RSNA: Changes in practice & policy critical to rads survival

CHICAGO—As radiology struggles to prove its worth amidst mounting cuts for reimbursements and questionable study orders, innovation and judiciousness in exam orders are crucial to save the profession, according to a lecture presented Nov. 28 at the 96th annual scientific meeting of the Radiological Society of North America (RSNA).

While radiology has flourished in the last three decades due to tremendous technological innovation and therapeutic progressions, two rounds of 25 percent cuts to imaging reimbursements from the Deficit Reduction Act of 2005 and the Patient Protection and Affordable Care Act of 2010, confounded with worries that up to one-third of radiology studies do not improve patient health, put radiology in serious jeopardy not only of slowed but of drastically reversed growth.

Several changes within radiology are essential to the preservation and reinvigorated thriving of the profession, argued Bruce J. Hillman, MD, scientific affairs director for the American College of Radiology's (ACR) Medical Advisory Panel, including:

• Innovation—Clinical radiology needs to transform itself into a combined diagnostic-therapeutic specialty, which will require shifts away from anatomical imaging towards cellular, functional and quantitative studies and treatments.
• Prediction and preemption—Radiology must strengthen its determination of risks for earlier treatment and improved patient outcomes.

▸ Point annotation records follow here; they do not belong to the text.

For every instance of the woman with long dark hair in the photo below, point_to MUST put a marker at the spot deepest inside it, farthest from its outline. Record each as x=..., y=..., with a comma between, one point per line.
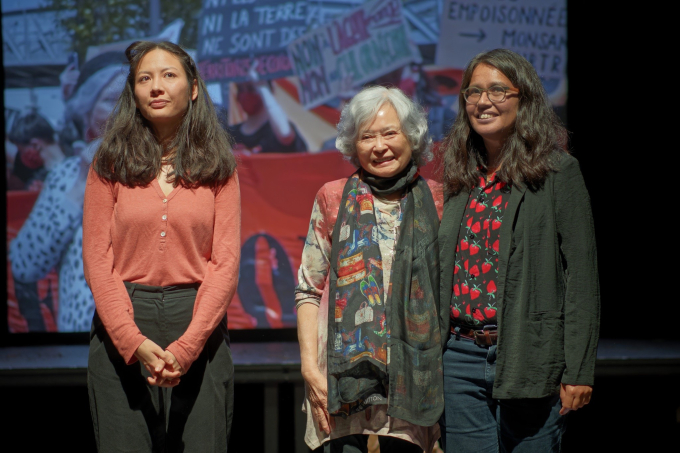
x=519, y=290
x=161, y=238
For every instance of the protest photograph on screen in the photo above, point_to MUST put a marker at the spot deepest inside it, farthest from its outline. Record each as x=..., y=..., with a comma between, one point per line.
x=279, y=74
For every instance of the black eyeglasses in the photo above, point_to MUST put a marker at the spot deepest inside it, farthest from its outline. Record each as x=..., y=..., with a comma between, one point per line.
x=495, y=93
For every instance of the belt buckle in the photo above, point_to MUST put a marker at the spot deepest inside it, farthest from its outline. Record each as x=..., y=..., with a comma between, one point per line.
x=482, y=337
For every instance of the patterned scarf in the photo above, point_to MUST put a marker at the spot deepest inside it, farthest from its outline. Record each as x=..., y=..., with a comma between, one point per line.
x=383, y=343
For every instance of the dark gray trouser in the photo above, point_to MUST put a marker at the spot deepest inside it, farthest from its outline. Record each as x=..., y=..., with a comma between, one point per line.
x=132, y=416
x=358, y=443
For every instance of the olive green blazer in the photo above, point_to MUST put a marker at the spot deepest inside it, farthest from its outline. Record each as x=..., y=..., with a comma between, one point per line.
x=548, y=299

Doing so requires more personalized and participatory medicine between physicians and patients, including using genetic indicators for earlier treatment and risk determination.
• Discretion—Whether or not the oft-quoted one-third of imaging studies performed by radiologists are in fact unnecessary, radiologists need to reject some studies and moderate their reporting of unimportant ancillary findings.
• Consultation—Another important part of participatory medicine, radiologists should reassume their roles as consulting physicians and spend more time with patients as well as referring physicians.

Hillman emphasized the importance of assessing the value of radiology to society at large, particularly in relation to government cuts for physician reimbursements. In Hillman's view, the innovation that has kept radiology at the front line for diagnosis and increasingly treatment can progress to integrate these two approaches earlier and with greater success, but appropriate funding for healthcare is critical.